The thresholding creates a contingency table with values of a, b, c, and d. In general, better forecasts have more hits (a) and correct rejections (d) and fewer false alarms (b) and misses (d).

Numerous metrics exist that use the values of a, b, c, and d. Commonly used ones are the threat score (-m threat) the equitable threat score (-m ets), proportions correct (-m pc), symmetric extreme dependency score (-m seds), but there are many more supported in Verif. We will look at the threat score, which rewards hits and correct rejections and penalizes false alarms and misses. It is given by the equation a / (a + b + c).

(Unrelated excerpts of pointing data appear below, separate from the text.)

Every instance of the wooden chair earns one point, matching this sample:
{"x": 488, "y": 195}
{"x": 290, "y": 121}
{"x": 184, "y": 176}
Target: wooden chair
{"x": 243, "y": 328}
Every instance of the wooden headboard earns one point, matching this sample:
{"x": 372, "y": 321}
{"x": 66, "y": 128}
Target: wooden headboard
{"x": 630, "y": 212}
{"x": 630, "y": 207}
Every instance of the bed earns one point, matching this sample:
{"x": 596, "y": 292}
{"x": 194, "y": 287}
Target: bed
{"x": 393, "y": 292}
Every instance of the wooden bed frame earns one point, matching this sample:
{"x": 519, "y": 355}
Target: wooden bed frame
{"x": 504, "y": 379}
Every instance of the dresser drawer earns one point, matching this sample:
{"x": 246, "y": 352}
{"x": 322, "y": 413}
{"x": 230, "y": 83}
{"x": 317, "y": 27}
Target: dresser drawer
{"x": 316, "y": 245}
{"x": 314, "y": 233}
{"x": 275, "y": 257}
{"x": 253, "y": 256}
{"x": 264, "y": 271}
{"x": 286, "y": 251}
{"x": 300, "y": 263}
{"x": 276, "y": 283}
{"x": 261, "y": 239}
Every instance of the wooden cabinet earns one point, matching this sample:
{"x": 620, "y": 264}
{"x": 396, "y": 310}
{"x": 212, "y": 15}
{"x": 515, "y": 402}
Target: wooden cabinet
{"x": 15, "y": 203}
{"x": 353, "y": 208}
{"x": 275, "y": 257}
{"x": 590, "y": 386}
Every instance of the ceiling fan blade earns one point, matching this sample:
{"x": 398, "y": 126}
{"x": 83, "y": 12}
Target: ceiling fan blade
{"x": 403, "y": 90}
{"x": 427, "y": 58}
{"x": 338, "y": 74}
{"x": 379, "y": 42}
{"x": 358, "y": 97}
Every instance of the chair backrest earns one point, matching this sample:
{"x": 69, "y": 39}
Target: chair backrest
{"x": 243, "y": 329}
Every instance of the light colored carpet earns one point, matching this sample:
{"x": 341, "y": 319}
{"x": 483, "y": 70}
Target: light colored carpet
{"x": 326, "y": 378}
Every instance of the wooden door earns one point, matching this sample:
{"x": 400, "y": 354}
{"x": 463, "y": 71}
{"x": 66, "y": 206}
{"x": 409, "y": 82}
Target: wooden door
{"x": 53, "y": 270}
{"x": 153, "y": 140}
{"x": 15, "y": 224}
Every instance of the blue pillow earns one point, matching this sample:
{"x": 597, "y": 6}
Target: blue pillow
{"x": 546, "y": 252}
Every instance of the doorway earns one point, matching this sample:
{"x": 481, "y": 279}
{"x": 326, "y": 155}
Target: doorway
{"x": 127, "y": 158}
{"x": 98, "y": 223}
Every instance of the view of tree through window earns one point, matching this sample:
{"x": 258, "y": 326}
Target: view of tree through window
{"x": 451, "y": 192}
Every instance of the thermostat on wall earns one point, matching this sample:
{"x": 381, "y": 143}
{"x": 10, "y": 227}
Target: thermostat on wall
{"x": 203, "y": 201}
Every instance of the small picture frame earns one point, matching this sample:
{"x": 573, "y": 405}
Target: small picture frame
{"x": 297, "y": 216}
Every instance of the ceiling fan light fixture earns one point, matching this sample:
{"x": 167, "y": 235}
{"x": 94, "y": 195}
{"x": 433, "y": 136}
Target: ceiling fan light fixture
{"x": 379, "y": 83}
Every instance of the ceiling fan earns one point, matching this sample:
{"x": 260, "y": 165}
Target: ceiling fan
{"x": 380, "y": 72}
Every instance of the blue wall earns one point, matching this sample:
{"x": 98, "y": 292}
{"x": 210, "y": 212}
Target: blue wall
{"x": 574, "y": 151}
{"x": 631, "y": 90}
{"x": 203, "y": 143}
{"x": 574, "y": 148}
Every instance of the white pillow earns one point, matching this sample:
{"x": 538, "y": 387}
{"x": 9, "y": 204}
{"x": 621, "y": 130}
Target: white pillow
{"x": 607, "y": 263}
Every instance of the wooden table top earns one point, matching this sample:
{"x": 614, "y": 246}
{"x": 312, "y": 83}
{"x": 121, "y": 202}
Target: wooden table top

verif raw.nc cal.nc -m threat

This shows the threat score as the threshold is varied. Notice that the default x-axis is threshold, which is always the case for metrics that use the contingency table. The thresholds used in the figure are automatically selected, but can be specified by using the -r flag:

verif raw.nc cal.nc -m threat -r 0:30

If a different axis is specified, then verif shows the average threat score across all thresholds, for example:

verif raw.nc cal.nc -m threat -r 0:30 -x leadtime

The same is true if the score is shown on a map. Note that if any of the thresholds yield undefined values (for example if if the denominator in the threat score calculation is 0), then the average will also be undefined.

Interval types

For these scores the default is to define an event as exceeding a threshold (X > threshold). The -b option can be used to define how events are defined. Using -b below means that event occurs if the observation is below the threshold (effectively interchanging hit with correct rejection and false alarm with miss in the image above). Other options are -b below= (X <= threshold) and -b above= (X <= threshold). The default is -b above.

For metrics that have multiple thresholds, -b within forces Verif to consider the region between each consecutive pair as an event. Notice that the points on the graphs are now plotted in the middle of each bin, instead of at each threshold. -b =within means (lower <= X < upper) and -b within= and -b =within= are also defined.

verif raw.nc cal.nc -m threat -r 0:30 -b within